I do the same thing when delivering a TED Talk. Speaking at a conference. Sharing a story at Passover dinner. Telling my kids a story while driving the car. Sharing a memory on the golf course. I entertain and engage and inform through storytelling. I open my heart and allow my audience to step inside.
Here is something crazy. Perhaps the craziest thing that has ever happened to me through storytelling:
Four times I have stepped off the stage at a storytelling show and been approached by a woman who wanted to share the story of her miscarriage with me.
Four times.
In all four instances, the woman’s miscarriage was a secret. She had told no one that she was pregnant, and no one knew that she had miscarried. She told me first.
I was speechless the first time this happened. I called Elysha immediately after the show to tell her.
Elysha’s response was surprising. “Of course she wanted to tell you,” she said. “You stood on that stage and talked about one of your most difficult moments in your life with complete honesty. Your story made you safe to talk to. And she never needs to see you again. She could unburden herself of this secret to someone she knew she could trust, and she doesn’t have to see you at work or home the next day.” It made sense.
It’s why I tell the story of my homelessness to my students, and an hour later a girl tells me about living in a car with her mom over the summer.

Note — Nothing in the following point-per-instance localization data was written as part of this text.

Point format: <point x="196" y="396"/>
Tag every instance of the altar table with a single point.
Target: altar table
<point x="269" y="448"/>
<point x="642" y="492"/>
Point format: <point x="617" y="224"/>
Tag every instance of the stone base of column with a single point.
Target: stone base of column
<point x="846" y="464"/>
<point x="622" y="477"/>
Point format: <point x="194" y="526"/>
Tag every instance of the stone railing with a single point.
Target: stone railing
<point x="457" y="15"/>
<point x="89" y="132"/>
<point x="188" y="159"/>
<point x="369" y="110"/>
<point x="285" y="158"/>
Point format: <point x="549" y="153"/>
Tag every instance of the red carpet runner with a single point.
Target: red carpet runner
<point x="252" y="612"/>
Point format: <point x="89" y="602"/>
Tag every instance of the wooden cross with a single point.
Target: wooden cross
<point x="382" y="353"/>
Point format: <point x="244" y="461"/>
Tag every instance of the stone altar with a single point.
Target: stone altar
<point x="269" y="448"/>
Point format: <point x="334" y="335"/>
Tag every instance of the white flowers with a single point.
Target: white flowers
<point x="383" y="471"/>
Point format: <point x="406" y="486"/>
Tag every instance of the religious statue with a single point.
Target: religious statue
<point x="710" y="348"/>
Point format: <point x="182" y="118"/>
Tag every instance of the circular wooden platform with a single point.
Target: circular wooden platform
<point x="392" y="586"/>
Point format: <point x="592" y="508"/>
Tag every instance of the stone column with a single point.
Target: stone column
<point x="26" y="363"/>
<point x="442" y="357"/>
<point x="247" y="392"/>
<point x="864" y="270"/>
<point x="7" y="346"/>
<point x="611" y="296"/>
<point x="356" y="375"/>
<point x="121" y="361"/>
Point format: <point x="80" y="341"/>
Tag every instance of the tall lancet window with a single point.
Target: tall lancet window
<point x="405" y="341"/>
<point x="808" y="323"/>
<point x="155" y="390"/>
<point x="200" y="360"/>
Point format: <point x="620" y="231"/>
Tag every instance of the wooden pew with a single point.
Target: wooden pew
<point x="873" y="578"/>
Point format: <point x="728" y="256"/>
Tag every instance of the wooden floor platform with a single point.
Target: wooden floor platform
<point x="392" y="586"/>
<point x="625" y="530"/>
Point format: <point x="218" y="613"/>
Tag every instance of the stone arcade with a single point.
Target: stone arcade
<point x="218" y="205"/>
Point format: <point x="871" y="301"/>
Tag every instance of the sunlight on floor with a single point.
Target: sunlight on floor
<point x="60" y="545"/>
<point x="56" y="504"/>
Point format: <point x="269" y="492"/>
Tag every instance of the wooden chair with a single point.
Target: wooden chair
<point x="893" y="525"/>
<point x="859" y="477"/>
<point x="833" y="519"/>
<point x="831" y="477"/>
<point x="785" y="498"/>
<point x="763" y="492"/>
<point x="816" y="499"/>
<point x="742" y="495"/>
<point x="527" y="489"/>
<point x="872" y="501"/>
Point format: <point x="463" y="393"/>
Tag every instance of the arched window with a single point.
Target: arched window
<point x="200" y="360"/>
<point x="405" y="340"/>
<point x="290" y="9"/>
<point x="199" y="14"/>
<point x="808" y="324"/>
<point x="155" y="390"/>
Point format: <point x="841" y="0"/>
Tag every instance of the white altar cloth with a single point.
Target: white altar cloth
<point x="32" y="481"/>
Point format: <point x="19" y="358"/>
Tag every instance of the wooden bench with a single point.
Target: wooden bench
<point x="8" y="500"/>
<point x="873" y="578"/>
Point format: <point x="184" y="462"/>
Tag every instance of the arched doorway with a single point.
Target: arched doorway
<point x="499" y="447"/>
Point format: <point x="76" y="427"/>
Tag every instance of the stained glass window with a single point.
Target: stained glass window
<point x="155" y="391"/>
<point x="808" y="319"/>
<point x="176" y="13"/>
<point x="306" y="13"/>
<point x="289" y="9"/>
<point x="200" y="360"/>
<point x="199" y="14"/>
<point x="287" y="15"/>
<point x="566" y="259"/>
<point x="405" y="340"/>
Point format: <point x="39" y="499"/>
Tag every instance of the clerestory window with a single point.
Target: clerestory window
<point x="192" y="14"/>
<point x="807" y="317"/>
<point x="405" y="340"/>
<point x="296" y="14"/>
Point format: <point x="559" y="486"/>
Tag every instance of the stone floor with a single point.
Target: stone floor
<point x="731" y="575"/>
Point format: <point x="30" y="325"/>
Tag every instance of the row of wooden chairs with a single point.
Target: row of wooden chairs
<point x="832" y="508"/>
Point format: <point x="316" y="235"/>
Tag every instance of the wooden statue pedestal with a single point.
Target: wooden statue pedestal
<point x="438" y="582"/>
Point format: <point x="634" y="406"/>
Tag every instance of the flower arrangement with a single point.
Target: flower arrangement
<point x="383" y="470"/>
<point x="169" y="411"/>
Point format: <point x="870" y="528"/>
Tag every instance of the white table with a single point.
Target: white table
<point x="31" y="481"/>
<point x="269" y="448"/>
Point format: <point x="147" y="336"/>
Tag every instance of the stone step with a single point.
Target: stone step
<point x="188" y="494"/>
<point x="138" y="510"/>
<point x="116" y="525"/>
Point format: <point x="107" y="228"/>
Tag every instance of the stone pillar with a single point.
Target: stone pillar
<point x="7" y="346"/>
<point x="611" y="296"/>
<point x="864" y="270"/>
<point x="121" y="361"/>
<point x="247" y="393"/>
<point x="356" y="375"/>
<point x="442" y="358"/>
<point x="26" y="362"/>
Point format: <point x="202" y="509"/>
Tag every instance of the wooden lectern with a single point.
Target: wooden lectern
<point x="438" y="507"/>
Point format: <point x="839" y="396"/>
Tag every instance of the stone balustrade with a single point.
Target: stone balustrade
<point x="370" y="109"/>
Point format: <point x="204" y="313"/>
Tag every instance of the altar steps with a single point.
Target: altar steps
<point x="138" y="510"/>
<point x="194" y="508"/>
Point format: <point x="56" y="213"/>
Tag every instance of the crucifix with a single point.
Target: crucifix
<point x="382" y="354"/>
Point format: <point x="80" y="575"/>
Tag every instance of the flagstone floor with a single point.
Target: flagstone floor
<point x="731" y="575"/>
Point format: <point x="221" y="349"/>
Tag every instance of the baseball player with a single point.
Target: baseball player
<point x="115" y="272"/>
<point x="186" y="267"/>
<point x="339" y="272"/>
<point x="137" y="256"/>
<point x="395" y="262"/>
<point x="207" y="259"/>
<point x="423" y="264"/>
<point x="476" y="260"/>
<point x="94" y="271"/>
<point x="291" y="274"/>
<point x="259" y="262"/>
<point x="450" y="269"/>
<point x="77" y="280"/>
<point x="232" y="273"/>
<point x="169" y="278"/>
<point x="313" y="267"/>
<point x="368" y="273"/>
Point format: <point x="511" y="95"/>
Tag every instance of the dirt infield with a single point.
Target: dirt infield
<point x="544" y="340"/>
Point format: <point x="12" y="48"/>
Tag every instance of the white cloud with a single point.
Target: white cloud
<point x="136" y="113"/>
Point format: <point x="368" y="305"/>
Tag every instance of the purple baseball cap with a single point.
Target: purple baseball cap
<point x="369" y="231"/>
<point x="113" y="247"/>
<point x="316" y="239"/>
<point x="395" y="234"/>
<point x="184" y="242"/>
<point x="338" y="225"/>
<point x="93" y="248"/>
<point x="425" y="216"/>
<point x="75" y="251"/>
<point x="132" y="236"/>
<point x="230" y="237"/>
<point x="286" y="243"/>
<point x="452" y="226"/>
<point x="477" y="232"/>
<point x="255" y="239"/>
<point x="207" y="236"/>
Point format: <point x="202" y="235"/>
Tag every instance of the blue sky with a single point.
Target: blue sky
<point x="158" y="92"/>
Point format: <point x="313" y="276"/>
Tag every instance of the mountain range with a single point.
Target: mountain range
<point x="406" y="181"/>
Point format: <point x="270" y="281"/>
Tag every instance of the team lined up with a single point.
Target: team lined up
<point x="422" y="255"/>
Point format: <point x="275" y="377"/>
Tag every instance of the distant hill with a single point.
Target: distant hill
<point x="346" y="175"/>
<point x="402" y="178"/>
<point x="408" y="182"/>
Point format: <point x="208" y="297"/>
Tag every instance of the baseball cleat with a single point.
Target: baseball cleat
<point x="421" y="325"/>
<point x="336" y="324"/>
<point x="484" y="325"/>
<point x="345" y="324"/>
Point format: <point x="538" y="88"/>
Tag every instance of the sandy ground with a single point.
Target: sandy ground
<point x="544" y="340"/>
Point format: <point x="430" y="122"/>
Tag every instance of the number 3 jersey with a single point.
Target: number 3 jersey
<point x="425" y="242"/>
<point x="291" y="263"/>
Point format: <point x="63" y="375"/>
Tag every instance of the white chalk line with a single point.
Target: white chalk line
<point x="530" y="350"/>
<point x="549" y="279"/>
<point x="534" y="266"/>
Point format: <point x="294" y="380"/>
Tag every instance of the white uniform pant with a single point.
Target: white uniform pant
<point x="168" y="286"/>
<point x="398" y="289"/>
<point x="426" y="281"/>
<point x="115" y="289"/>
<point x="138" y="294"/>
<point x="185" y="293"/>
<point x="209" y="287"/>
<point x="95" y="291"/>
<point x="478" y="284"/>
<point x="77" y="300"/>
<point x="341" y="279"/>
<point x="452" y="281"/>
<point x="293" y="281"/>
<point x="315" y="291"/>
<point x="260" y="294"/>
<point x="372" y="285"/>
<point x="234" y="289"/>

It’s why I tell the story of spending a day in jail, and the next day a boy tells me that his father is in prison.
It’s why my friend Jeff accidentally told me the sex of both of his children prior to their birth. I told him a story on the golf course, and finding a safe and vulnerable space, he filled it with a secret he was carrying. Accidentally. Twice.
Back in 2011, Elysha suffered a miscarriage, and I watched her navigate the complex landscape of emotions surrounding this loss. Grief. Shame. Anger. Blame. Miscarriages are not often spoken about openly in our culture, so women find themselves dealing with this tragic loss quietly.
Of course it makes sense that these women shared their stories with me. Elysha had me to talk to when she miscarried, and I had Elysha, but not everyone is so fortunate. Not everyone is blessed with close, trusting friendships, understanding family members, or loving partners.
These women didn’t tell me about their miscarriages because of who I am. They told me about their miscarriages because I told them a story. A story filled with heart and humor. A story that expressed authenticity, vulnerability, and truth.
This should be our goal.
The world is filled with uninteresting people. I meet them every day. I suspect that in most cases, there is an interesting person lurking beneath their unfortunately uninteresting veneer.
These are people who answer, “How was your day?” with an itinerary of the day instead of sharing a meaningful moment. They are folks who tell us about their vacations by offering an adjective-laden time line of the week. They are the people who make meetings feel endless, dinners feel monotonous, and conferences feel disappointing.
These are the people who are afraid to talk about embarrassing moments or epic failures. They lack authenticity. Listen poorly. Fear vulnerability. Lack the skills and strategy to craft and tell a good story. They are not the superheroes of our world.
Storytellers have a superpower. They can make people feel good and whole and right. They can inspire and inform. They can make people see the world in a new way. They can make people feel better about themselves.
I may not be able to stop a bullet, but I make a woman feel better about a tragic loss. I can convince a reluctant teen to learn. I can make an audience laugh and cry in the span of a single story. I can make my children beg for more. I can make an eight-hour training session feel like two hours. I can convince a woman of absolute grace and beauty to marry me.
Me.
Fuck Superman. I’ll take storytelling any day.
I offer this superpower to you. This book is the instruction manual. All you need now is to practice. Begin collecting stories and telling stories.
Become the storyteller I know you can be.